Anomaly

In this sample program, we will introduce how to detect anomaly values by using the jubaanomaly function from Jubatus Client.

Jubatus uses LOF(Local Outlier Factor) algorithm to support its anomaly detection. The key idea of LOF is comparing the local density of a point’s neighborhood with the local density of its neighbors. Points that have a substantially lower density than their neighbors are considered to be outliers. LOF can be used for fraud detectin, fault detection, etc.

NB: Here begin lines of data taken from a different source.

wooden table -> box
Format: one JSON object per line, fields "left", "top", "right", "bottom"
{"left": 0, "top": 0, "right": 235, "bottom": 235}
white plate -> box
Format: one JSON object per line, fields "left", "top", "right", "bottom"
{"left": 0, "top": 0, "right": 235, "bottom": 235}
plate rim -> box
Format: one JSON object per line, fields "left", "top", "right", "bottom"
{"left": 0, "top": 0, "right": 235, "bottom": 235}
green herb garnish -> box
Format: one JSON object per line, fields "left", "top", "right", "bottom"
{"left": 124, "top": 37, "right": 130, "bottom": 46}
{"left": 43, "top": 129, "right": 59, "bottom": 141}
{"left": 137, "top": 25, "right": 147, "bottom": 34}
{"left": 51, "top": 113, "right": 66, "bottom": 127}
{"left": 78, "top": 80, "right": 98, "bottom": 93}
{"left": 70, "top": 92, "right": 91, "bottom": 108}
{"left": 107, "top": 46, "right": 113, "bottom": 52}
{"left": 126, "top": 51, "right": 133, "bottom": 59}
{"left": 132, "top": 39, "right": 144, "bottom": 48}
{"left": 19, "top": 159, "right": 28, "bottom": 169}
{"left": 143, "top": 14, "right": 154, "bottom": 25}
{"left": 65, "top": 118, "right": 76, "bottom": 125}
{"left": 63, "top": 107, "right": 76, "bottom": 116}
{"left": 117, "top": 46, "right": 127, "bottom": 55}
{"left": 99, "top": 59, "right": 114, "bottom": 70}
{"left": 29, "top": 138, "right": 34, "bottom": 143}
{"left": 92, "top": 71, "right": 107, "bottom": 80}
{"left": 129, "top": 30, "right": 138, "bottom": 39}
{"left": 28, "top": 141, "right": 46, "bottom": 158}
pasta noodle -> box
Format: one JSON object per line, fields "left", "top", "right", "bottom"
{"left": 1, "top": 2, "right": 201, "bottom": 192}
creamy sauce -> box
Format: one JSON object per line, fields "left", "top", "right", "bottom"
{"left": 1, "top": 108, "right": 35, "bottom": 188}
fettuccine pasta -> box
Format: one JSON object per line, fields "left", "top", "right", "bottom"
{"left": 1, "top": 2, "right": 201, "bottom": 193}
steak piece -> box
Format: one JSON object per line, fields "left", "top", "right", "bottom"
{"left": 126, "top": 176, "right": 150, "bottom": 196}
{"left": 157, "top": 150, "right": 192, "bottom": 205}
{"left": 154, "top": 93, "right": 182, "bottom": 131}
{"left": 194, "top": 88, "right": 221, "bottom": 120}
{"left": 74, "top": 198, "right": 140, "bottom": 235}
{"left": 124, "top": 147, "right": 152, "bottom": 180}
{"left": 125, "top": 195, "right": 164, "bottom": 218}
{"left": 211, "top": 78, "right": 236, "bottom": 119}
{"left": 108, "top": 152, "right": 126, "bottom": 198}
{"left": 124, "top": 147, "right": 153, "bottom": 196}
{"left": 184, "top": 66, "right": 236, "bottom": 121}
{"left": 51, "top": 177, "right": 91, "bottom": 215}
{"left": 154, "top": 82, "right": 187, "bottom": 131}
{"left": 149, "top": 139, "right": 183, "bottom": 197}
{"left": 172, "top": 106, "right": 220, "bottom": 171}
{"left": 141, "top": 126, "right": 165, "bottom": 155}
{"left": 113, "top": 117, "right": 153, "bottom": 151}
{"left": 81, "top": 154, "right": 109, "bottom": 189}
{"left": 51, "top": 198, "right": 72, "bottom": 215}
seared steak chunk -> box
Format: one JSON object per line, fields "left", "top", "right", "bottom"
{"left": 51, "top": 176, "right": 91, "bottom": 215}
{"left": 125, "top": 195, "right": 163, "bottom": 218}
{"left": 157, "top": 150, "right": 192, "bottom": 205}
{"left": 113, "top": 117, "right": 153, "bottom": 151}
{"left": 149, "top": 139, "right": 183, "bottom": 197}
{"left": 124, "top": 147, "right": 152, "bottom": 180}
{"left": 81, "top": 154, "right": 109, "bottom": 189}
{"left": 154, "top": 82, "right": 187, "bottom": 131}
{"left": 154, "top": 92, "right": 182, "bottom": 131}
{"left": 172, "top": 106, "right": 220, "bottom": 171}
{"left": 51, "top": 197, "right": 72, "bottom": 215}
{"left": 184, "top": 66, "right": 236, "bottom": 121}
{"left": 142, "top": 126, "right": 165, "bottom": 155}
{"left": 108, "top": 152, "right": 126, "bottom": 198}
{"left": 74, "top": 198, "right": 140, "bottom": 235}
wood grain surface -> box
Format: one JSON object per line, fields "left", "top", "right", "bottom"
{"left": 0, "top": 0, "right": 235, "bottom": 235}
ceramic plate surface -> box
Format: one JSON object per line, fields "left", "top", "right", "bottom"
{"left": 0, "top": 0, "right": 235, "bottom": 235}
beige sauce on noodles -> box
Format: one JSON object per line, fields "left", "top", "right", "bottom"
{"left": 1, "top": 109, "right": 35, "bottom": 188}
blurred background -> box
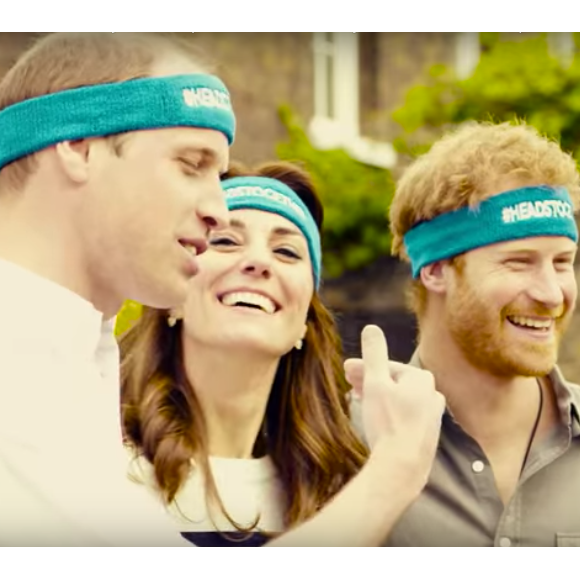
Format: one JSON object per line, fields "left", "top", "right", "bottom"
{"left": 3, "top": 32, "right": 578, "bottom": 381}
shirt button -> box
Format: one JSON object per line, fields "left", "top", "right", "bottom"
{"left": 499, "top": 537, "right": 511, "bottom": 547}
{"left": 472, "top": 460, "right": 485, "bottom": 473}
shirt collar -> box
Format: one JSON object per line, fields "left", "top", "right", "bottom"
{"left": 409, "top": 348, "right": 580, "bottom": 437}
{"left": 548, "top": 365, "right": 580, "bottom": 437}
{"left": 0, "top": 257, "right": 116, "bottom": 361}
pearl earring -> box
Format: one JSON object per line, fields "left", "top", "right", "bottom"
{"left": 294, "top": 338, "right": 303, "bottom": 351}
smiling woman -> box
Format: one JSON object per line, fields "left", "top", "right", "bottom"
{"left": 119, "top": 160, "right": 369, "bottom": 546}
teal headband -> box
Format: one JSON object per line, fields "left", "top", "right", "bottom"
{"left": 0, "top": 73, "right": 236, "bottom": 170}
{"left": 221, "top": 176, "right": 322, "bottom": 289}
{"left": 404, "top": 185, "right": 579, "bottom": 278}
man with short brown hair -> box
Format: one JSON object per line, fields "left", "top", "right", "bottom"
{"left": 0, "top": 31, "right": 235, "bottom": 546}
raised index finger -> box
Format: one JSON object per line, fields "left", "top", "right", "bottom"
{"left": 361, "top": 325, "right": 392, "bottom": 389}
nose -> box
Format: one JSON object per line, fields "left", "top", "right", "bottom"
{"left": 195, "top": 179, "right": 230, "bottom": 232}
{"left": 240, "top": 245, "right": 272, "bottom": 280}
{"left": 527, "top": 265, "right": 565, "bottom": 310}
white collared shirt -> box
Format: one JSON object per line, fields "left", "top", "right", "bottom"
{"left": 0, "top": 258, "right": 191, "bottom": 546}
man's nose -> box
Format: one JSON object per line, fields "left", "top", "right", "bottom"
{"left": 196, "top": 179, "right": 230, "bottom": 232}
{"left": 528, "top": 265, "right": 564, "bottom": 309}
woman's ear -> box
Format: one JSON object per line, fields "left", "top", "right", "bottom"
{"left": 166, "top": 307, "right": 184, "bottom": 328}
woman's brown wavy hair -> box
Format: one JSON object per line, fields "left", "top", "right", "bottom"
{"left": 120, "top": 160, "right": 369, "bottom": 534}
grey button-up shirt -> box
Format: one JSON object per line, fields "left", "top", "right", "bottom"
{"left": 350, "top": 351, "right": 580, "bottom": 547}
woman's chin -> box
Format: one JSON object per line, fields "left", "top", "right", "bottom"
{"left": 213, "top": 334, "right": 292, "bottom": 359}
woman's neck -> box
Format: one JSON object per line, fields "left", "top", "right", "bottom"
{"left": 182, "top": 340, "right": 280, "bottom": 458}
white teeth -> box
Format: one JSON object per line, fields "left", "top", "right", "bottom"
{"left": 509, "top": 316, "right": 552, "bottom": 329}
{"left": 220, "top": 292, "right": 276, "bottom": 314}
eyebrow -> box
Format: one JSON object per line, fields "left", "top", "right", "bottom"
{"left": 229, "top": 218, "right": 302, "bottom": 238}
{"left": 498, "top": 248, "right": 577, "bottom": 259}
{"left": 556, "top": 250, "right": 577, "bottom": 259}
{"left": 498, "top": 249, "right": 535, "bottom": 256}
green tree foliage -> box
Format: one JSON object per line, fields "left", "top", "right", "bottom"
{"left": 393, "top": 33, "right": 580, "bottom": 160}
{"left": 276, "top": 105, "right": 396, "bottom": 278}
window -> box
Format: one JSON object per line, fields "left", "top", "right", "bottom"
{"left": 548, "top": 32, "right": 575, "bottom": 66}
{"left": 313, "top": 33, "right": 337, "bottom": 121}
{"left": 455, "top": 32, "right": 481, "bottom": 79}
{"left": 311, "top": 33, "right": 359, "bottom": 145}
{"left": 309, "top": 32, "right": 396, "bottom": 169}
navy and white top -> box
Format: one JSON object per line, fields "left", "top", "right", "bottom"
{"left": 130, "top": 453, "right": 286, "bottom": 547}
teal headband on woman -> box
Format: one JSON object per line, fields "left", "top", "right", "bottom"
{"left": 221, "top": 176, "right": 322, "bottom": 289}
{"left": 404, "top": 185, "right": 579, "bottom": 278}
{"left": 0, "top": 73, "right": 236, "bottom": 169}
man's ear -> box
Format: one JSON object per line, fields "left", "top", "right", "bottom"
{"left": 419, "top": 260, "right": 451, "bottom": 295}
{"left": 54, "top": 139, "right": 91, "bottom": 184}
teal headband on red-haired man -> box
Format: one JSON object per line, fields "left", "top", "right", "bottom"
{"left": 404, "top": 185, "right": 578, "bottom": 278}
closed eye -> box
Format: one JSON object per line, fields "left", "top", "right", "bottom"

Abstract of sample program

In this sample, we use the KDD Cup(Knowledge Discovery and Data Mining Cup) data for learning and detection. At first, the data input from client side will be extracted and sent to server side for learning. Then, client will have a return value for each data as the judgement of anomaly detection, and demonstrate the results to the users. KDD Cup data kddcup.data_10_percent.gz is available from KDD Cup 1999 Data. Please decompress it after download.

Processing flow

Main flow of using Jubatus Client

  1. Connection settings to Jubatus Server
Setting the HOST, RPC port of Jubatus Server
  1. Prepare the learning data
Read the data from kddcup.data_10_percent.txt line by line.
  1. Model training(Update learning model)
Using the add() method to send the learning data to server side, and training the learning model there.
  1. Output the result
The return result in add() method is the judgement from the detection model at server side.